I estimate that I saw about 125 trick-or-treaters this year. We had enough candy for 200 kids. We had (yes, HAD) a lot of leftover candy. The largest hole in my face is just the right size for Fun Size candy bars. Additionally, we always shop the after-Halloween markdowns. Here's a tip: every year one of the big discounters completely screws up and buys way too much of something good. This year, that was Target. So, here are my two favorites -- my 2008 Favorite Halloween Candy, and my 2008 Favorite Post-Halloween Markdown Candy. Drum-roll, please (no Tootsie Rolls, you cheap bastard):



2008 Favorite Halloween Candy:Nestlé Crunch Caramel

This is a newish variation on an old favorite. It's like a Nestlé Crunch Bar with a Cadbury Caramello on top of it. This is a great texture pairing that work against logic. Like thin-crust pizza with extra cheese, Nestlé Crunch Caramel pairs the crispiest of the crispy with the gooiest of the gooey. The Fun Size bars are not exact miniatures of the full-size bars: the Crunch Bar to Caramello proportions are different, better (I think) in the Fun Size.


2008 Favorite Post-Halloween Markdown Candy3 Musketeers Mint

This is another newish variation on an old favorite. The whipped mint nougat dipped in dark chocolate is even better frozen and cracked like you might do to a Charleston Chew. Target was selling bags of 18 in their Halloween clearance for $1.14, while they were selling the same size bars with earlier expiration dates in the 8-bar packs for $1.29. Mint and dark chocolate sound pretty Christmas-y to me. WARNING: if you ever get heartburn at all, mint and dark chocolate together might just be your kryptonite.



Next Time: More hi-jinks, fifteen years of wedded bliss (not in a row), and more of the Fall Eating Season.

Thursday, October 30, 2008

The Fall Eating Season I: ...and since Columbus discovered India in the Dominican Republic, we use precious cinnamon to make elephant ears.

Columbus Day. My sister's birthday is October tenth; so, growing up, every year for her birthday she got the gift of a three-day weekend from the school district. In fourteen-hundred and ninety-two, Columbus sailed the ocean blue, wished for a westward passage to India, blew out the candles, and had a piece of atomic cake with the Arawak shamans, so my sister got a three-day birthday. I'm not bitter.



Fenugreek is bitter. Fenugreek is not an important seasoning to "Western" cooking: you can't just pop into the Kroger and get a bottle of McCormick fenugreek. Half an eon ago, Columbus sailed the wrong way around the world to "India" in search of fenugreek and cinnamon and coriander and especially black pepper -- to make rotten European pork taste less, um, European.

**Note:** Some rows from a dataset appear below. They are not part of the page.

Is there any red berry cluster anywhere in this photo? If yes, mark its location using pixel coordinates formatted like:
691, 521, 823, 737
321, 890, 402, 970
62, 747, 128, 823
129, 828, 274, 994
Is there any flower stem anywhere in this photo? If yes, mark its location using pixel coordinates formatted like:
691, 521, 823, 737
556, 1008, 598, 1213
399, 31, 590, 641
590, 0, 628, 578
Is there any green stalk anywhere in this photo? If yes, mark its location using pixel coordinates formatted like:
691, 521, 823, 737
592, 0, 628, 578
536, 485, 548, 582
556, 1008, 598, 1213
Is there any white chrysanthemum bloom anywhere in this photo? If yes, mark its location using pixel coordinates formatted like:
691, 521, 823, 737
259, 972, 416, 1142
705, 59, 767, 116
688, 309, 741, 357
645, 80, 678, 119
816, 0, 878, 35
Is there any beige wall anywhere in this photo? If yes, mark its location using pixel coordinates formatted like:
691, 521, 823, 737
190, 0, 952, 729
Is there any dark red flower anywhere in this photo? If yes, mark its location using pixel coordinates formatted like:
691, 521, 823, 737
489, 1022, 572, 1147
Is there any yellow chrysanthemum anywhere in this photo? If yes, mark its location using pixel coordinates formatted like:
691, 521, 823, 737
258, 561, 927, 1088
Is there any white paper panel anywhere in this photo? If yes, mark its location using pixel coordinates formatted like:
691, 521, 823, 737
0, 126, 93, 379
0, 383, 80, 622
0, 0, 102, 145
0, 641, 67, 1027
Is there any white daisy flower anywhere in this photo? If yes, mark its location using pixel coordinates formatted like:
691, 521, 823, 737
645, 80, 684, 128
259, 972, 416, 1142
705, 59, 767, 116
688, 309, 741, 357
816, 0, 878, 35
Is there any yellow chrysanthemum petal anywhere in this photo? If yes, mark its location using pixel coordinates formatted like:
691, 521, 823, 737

Today, black pepper sits on every "Western" table (it's the stuff that makes us say,"Oh shit," when we see the grey flakes and realize we didn't grab the salt shaker as intended). Coriander has been relegated to pickles and Mexican food. Cinnamon. Cinnamon is the spice of Columbus Day, the spice of every day when the darkness is longer than the light. The Fall Eating Season commences for me each year when I first smell the cinnamon goodness of fresh elephant ears at the Covered Bridge Festival, which begins Columbus Day weekend.





For the Covered Bridge Festival when I was a kid, The Rockville locals would set up two parallel cinder block walls knee high and a foot apart along one entire block of the courthouse square. The space between the low walls was filed with blazing firewood -- a block long barbecue grill. In recent years, the crowds have shifted to other parts of Parke county, so the grilling setup is a lot smaller. Still, not much has changed on courthouse square in the 30 or so years since my first Covered Bridge Festival. Nowadays, instead of our family searching as far as Terre Haute or Indianapolis for lodging, we make it a day-trip.



  • SAVORY HIGHLIGHT: Pork chop sandwich with complimentary hot tea or (perfect) coffee.


  • SWEET HIGHLIGHT: Warm persimmon pudding with gingersnap "sideboards" and whipped cream.

For the displaced hillbillies or fans of Andrew Zimmern, there's always a big bowl of fried chicken gizzards. Mmmm...the more you chew them, the bigger they get!